Friday, December 6, 2013

OPTIK: VIRIDIANA


This 1961 film by Louis Bunuel is certainly one of his least obviously "surreal", yet it still managed to get banned in Spain,  denounced by the Vatican,  and awarded the Palme d'or at Cannes.  While hope and hopelessness may be main themes here,  Bunuel maintains that irrational belief (whether secular or secret) determines our destinies,  and that mores have a kind of fluidity depending on one's situation,  and are far from absolute. VIRIDIANA is split into two sections.  The first sets the narrative spinning with its depiction of a young catholic novice (the lovely Silvia Pinal as Viridiana) visiting her uncle/benefactor Don Jaime (Fernando Rey) who longs for his dead wife to the point of fetishistic transvestism,  and sees a likeness of her in his niece.
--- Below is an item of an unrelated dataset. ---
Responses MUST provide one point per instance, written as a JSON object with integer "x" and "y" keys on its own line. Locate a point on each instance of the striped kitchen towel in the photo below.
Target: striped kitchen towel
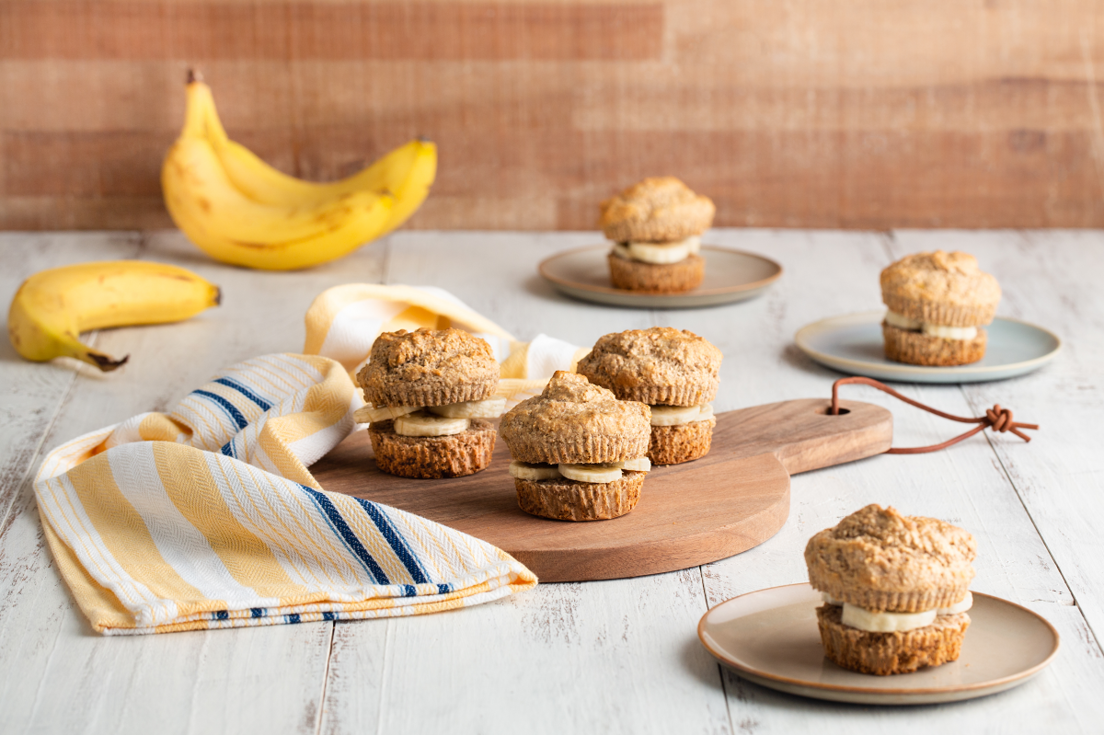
{"x": 208, "y": 517}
That is precisely the point where desire and repression meet,  a favorite Bunuel motif.  A child's jump-rope recurs here in many guises:  as toy,  hangman's noose,  and restraint,  all equally essential to the narrative.  The second part of the film deals with the aftermath of Don Jaime's suicide and how it precipitates change,  another Bunuel favorite.  It's this vision of life in flux that posits his idea of hope in nearly all his films.  This latter section features Francisco Rabal as Don Jorge,  Don Jaime's  illegitimate and practical-minded son,  as well as a host of beggars that are  given refuge and charity at the estate under Viridiana.  The novice's guilt (from her near rape by Don Jaime and his subsequent suicide) forms a kind of shackle that is only eased through acts of charity,  hardly a reason for such kindness.  In the penultimate scene of the film,  the beggars unloose a bacchanal after breaking into the main house in which gluttony,  inebriation and rape ensue. The group is posed and photographed by one of the beggars recreating daVinci's "The Last Supper", quite a deal-breaker for the Vatican.  The final scene suggests Viridiana's change from the spiritual to the sensual when she joins Don Jorge and his maid/lover for a game of cards.  Menage 'a trois,  anyone? The world Viridiana sought to escape in the convent is ultimately embraced by her. Tragic? Maybe.  Blasphemy?  I hardly think so.